Дайн был растерян – наследство свалилось на него неожиданно, а уже подписанный контракт обязывал его отслужить пять лет в рядах миротворческой армии.
 Именно поэтому теперь Дайн старательно избегал всех стычек с применением оружия и старался как можно поближе держаться к тыловым базам. А задание майора поставило сержанта в недвусмысленное и опасное положение.
Дайн напряженно размышлял – что же теперь он расскажет майору, если так ничего нового и не услышал?

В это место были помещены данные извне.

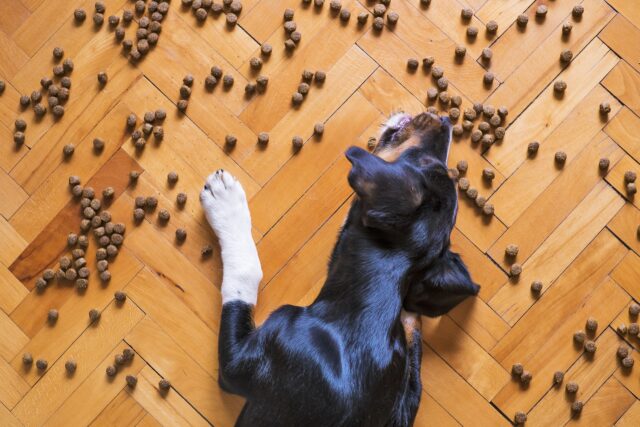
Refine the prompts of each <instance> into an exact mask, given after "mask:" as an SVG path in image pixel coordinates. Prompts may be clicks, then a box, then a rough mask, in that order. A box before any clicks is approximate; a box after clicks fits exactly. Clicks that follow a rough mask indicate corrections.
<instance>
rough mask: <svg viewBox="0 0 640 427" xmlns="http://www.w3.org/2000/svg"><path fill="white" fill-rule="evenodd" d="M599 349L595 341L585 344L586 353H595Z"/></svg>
mask: <svg viewBox="0 0 640 427" xmlns="http://www.w3.org/2000/svg"><path fill="white" fill-rule="evenodd" d="M597 348H598V347H597V345H596V343H595V341H591V340H589V341H586V342H585V343H584V351H586V352H587V353H589V354H593V353H595V352H596V349H597Z"/></svg>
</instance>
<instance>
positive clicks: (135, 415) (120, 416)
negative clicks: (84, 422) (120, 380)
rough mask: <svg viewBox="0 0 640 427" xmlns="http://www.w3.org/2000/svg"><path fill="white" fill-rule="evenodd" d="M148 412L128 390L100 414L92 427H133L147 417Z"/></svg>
mask: <svg viewBox="0 0 640 427" xmlns="http://www.w3.org/2000/svg"><path fill="white" fill-rule="evenodd" d="M146 414H147V411H145V410H144V408H142V406H140V404H139V403H138V402H136V400H135V399H134V398H133V397H131V395H130V394H129V393H127V391H126V390H122V391H120V393H118V395H117V396H116V397H115V399H113V400H112V401H111V403H109V404H108V405H107V406H105V408H104V409H103V410H102V412H100V415H98V416H97V417H96V418H95V419H94V420H93V421H91V424H90V425H91V426H92V427H109V426H115V425H120V426H133V425H136V424H137V423H138V422H140V420H142V418H144V417H145V415H146Z"/></svg>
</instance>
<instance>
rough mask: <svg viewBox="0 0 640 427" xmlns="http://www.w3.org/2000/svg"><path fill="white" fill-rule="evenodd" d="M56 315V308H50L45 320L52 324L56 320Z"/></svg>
mask: <svg viewBox="0 0 640 427" xmlns="http://www.w3.org/2000/svg"><path fill="white" fill-rule="evenodd" d="M58 316H59V314H58V310H56V309H55V308H52V309H50V310H49V312H48V313H47V321H48V322H49V323H51V324H54V323H56V322H57V321H58Z"/></svg>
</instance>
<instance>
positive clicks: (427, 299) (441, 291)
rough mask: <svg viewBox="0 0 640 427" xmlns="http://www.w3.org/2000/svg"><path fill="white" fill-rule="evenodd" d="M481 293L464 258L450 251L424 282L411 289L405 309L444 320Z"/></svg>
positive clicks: (431, 271) (435, 260)
mask: <svg viewBox="0 0 640 427" xmlns="http://www.w3.org/2000/svg"><path fill="white" fill-rule="evenodd" d="M479 290H480V286H478V285H476V284H475V283H473V281H472V280H471V276H470V275H469V272H468V271H467V267H466V266H465V265H464V263H463V262H462V259H461V258H460V255H458V254H456V253H453V252H451V251H450V250H447V251H446V252H445V253H444V254H443V255H442V256H441V257H440V258H438V259H436V260H435V261H434V262H433V263H432V265H431V266H430V267H429V268H428V270H427V272H426V274H425V275H424V277H423V278H422V280H420V281H418V282H417V283H412V284H411V285H410V288H409V292H408V294H407V297H406V298H405V302H404V306H405V309H406V310H409V311H414V312H417V313H420V314H423V315H425V316H429V317H437V316H442V315H443V314H446V313H448V312H449V311H450V310H451V309H453V308H454V307H455V306H456V305H458V304H460V303H461V302H462V301H463V300H464V299H465V298H467V297H469V296H474V295H477V294H478V291H479Z"/></svg>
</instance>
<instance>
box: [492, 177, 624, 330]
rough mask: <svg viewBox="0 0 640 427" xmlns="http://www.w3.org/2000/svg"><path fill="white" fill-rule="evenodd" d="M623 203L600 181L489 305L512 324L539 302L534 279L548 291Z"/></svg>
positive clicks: (505, 283)
mask: <svg viewBox="0 0 640 427" xmlns="http://www.w3.org/2000/svg"><path fill="white" fill-rule="evenodd" d="M623 204H624V202H623V200H622V199H621V198H620V197H619V196H618V194H617V193H616V192H615V191H613V190H612V189H611V188H610V187H609V186H608V185H606V183H604V182H600V183H598V184H597V185H596V186H595V187H594V188H593V190H592V191H591V192H590V193H589V194H588V195H587V196H586V197H585V198H584V200H583V201H582V202H580V204H579V205H577V206H576V208H575V209H574V210H573V212H571V214H569V215H568V216H567V218H566V219H565V220H564V221H563V222H562V223H560V224H559V225H558V227H557V228H556V230H555V231H554V232H553V233H551V235H550V236H549V238H547V240H545V242H544V243H542V244H541V245H540V246H539V247H538V249H537V250H536V251H535V252H534V253H533V254H532V255H531V257H530V258H529V259H528V260H527V261H526V262H525V263H524V264H523V265H522V267H523V272H522V274H521V275H520V277H519V279H518V280H517V284H513V283H512V282H511V281H509V282H507V283H505V285H504V286H503V287H502V288H501V289H500V290H499V291H498V292H497V293H496V295H495V296H494V297H493V298H492V299H491V301H489V305H490V306H491V307H493V309H494V310H496V311H497V312H498V314H500V315H501V316H502V318H503V319H505V320H506V321H507V323H509V324H510V325H512V326H513V325H514V324H515V322H517V321H518V319H520V318H521V317H522V315H523V314H524V313H525V312H526V310H528V309H529V307H531V305H533V304H534V303H535V302H536V298H535V297H534V295H532V293H531V290H530V288H529V285H530V284H531V282H532V281H534V280H540V281H542V283H543V284H544V288H543V290H542V293H544V292H546V291H547V290H548V289H549V288H550V287H551V286H550V285H551V283H552V282H553V281H554V280H555V279H556V278H557V277H558V276H559V275H560V274H561V273H562V271H564V269H565V268H566V267H567V266H569V264H571V262H572V261H573V260H574V259H575V258H576V257H577V256H578V254H580V252H582V250H583V249H584V248H585V247H586V246H587V245H588V244H589V243H590V242H591V240H592V239H593V238H595V237H596V236H597V235H598V233H599V232H600V230H602V228H603V227H604V226H605V225H606V224H607V223H608V222H609V221H610V220H611V218H613V216H614V215H615V214H616V213H617V212H618V210H620V208H621V207H622V205H623Z"/></svg>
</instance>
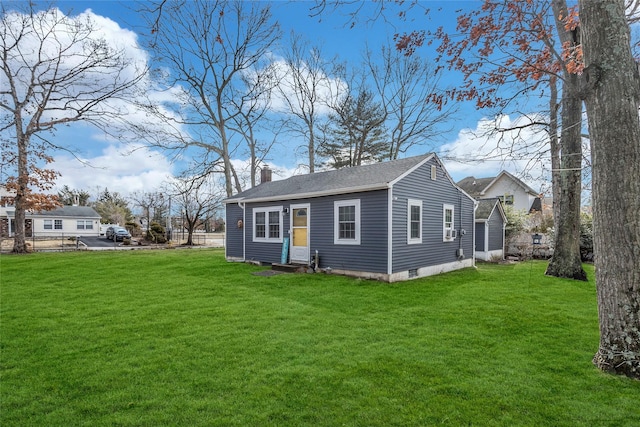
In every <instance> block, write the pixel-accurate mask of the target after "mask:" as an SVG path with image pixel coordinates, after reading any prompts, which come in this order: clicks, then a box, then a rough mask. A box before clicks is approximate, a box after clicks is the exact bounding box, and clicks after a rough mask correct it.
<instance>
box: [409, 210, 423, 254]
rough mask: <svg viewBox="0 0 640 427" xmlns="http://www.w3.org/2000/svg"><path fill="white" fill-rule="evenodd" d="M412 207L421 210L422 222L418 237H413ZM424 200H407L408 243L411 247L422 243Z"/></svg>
mask: <svg viewBox="0 0 640 427" xmlns="http://www.w3.org/2000/svg"><path fill="white" fill-rule="evenodd" d="M412 207H418V208H420V221H419V224H418V237H412V236H411V222H412V218H411V208H412ZM422 212H423V209H422V200H416V199H408V200H407V243H408V244H409V245H415V244H419V243H422V222H423V221H422Z"/></svg>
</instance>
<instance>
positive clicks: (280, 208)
mask: <svg viewBox="0 0 640 427" xmlns="http://www.w3.org/2000/svg"><path fill="white" fill-rule="evenodd" d="M259 212H263V213H264V219H265V233H264V237H258V236H256V230H257V227H256V214H257V213H259ZM270 212H277V213H278V227H279V233H278V237H269V226H270V225H271V223H269V213H270ZM282 218H283V215H282V206H268V207H264V208H253V233H252V234H253V241H254V242H263V243H282V235H283V229H282V225H283V220H282Z"/></svg>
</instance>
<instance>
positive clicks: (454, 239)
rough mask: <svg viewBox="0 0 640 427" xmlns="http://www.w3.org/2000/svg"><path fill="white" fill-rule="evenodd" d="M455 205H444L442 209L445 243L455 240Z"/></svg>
mask: <svg viewBox="0 0 640 427" xmlns="http://www.w3.org/2000/svg"><path fill="white" fill-rule="evenodd" d="M453 214H454V210H453V205H444V206H443V208H442V239H443V240H444V241H445V242H449V241H452V240H455V238H456V230H455V224H454V222H453Z"/></svg>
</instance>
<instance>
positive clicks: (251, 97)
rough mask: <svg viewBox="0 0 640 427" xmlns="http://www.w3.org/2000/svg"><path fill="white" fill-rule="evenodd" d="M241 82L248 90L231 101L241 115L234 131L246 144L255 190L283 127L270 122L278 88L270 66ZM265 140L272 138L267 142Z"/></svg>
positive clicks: (233, 117)
mask: <svg viewBox="0 0 640 427" xmlns="http://www.w3.org/2000/svg"><path fill="white" fill-rule="evenodd" d="M242 81H243V82H244V84H245V88H246V90H245V92H244V94H243V95H242V96H241V97H240V98H238V99H232V100H231V102H233V103H234V105H235V108H236V109H237V110H238V114H237V115H236V116H234V117H233V122H234V123H235V125H234V131H235V132H236V133H237V134H239V135H241V136H242V138H243V139H244V141H245V144H246V153H247V154H248V155H249V176H250V185H251V187H255V186H256V177H257V175H258V169H259V167H260V165H261V164H262V163H263V162H264V160H265V159H266V157H267V156H268V155H269V152H270V151H271V149H272V148H273V146H274V145H275V144H276V138H277V136H278V134H279V133H280V132H279V130H278V128H279V127H281V126H274V123H275V121H272V120H268V119H267V116H268V115H269V113H270V111H271V109H270V101H271V93H272V91H273V90H274V88H275V86H276V85H277V79H276V76H275V68H274V67H272V66H268V67H265V68H264V69H261V70H257V69H256V70H254V72H253V73H245V74H244V76H243V77H242ZM259 135H260V136H259ZM270 135H271V137H269V136H270ZM265 137H266V138H269V139H267V140H265ZM261 138H262V139H261ZM243 154H244V153H243Z"/></svg>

Только за очень ценную информацию он сможет получить досрочное разрешение покинуть пределы Системы и вступить наконец-то в права наследования у себя на родине.
Но с Эйном нужно быть втройне осторожным – насколько понял сам Дайн – последний не любит оставлять после себя свидетелей... Но и капитан Кейн тоже был не менее опасным противником.

- В любом случае я найду способ выбраться отсюда, - решил Дайн про себя, очнувшись от навязчивых и крайне болезненных для себя воспоминаний.
Дверь кабинета Кейна с шумом распахнулась, и комендант вместе с Руисом, не заметив стоящего за углом Дайна, вышли на воздух.